If someone is going to say this is going to crush this before it even comes out is a fool. We all know Bulldozer is going to be an improvement, as if it wouldnt be over what they have now. We just not sure how much, and this will all be answered within a month. And if you read my post i said "might" unlike the other guy that said "will" .

http://www.guru3d.com/article/core-i5-2500k-and-core-i7-2600k-review/1


----------



## xenocide (May 24, 2011)

Melvis said:


> Of course it wont hurt intel, just look at the P4 days! The P4 was hopeless and was getting crushed by AMD but that didnt matter as Intel was still out selling AMD, 1 couse of the scandal they had going all over the globe and two marketing. And honestly SB isnt that great, it has one CPU the 2600K that stands out from the rest, thats 1 CPU! the 2500K isnt much better the the current i7's out there, the only thing i see better is price and how much they can over clock, and thats like what 3% of the population? SB Bridge-EX whats the difference from there current line up of 2 CPU's? far as ive heard not alot but core count.
> 
> If someone is going to say this is going to crush this before it even comes out is a fool. We all know Bulldozer is going to be an improvement, as if it wouldnt be over what they have now. We just not sure how much, and this will all be answered within a month. And if you read my post i said "might" unlike the other guy that said "will" .
> 
> http://www.guru3d.com/article/core-i5-2500k-and-core-i7-2600k-review/1



There were a number of problems wrong with the P4-era Intel, but they still had name recognition.  That being said, AMD managed to capitalize and go from an almost unkown brand to a valid alternative.  As for your next point, the main reason the Sandy-Bridge line so so impressive is because it was at LEAST on par for the last generation i7's, and for the most part was substantially cheaper.  The i7-2600k at $320 beat the $1000 980x across the board, and the i5-2500k was able to best that same CPU for almost $100 less once you did some easy overclocking.
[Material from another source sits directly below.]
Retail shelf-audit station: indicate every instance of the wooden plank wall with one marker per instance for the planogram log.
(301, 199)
The real star of the SB lineup was in fact the i5-2500k, which offered similar performance in most applications to the i7-2600k, and managed to beat just about everything AMD had to offer for slightly more money.  To say Sandy-Bridge didn't do great is living in denial.  I expect even if Bulldozer can beat Sandy-Bridge (I expect it to be about on par for the SB lineup), it probably will stand little chance against the Ivy Bridge lineup :x


----------



## bear jesus (May 24, 2011)

At $320 the FX-8130P better be pretty fast to keep me from going with Intel, either that or the price would have to be well under $300 

One of the major reasons I'm still with AMD is the incremental upgrades i have been able to do over the past 4 years, now it's time for a new motherboard, CPU and RAM so it's up to AMD to impress me if they want more of my money.


----------



## Damn_Smooth (May 24, 2011)

How did a thread about pricing turn into another Intel flame fest?


----------



## faramir (May 24, 2011)

CDdude55 said:


> Something being overpriced varies from person to person, the 8 core bulldozer chips are a bit to expensive for my liking and the only way they can justify the price is with performance.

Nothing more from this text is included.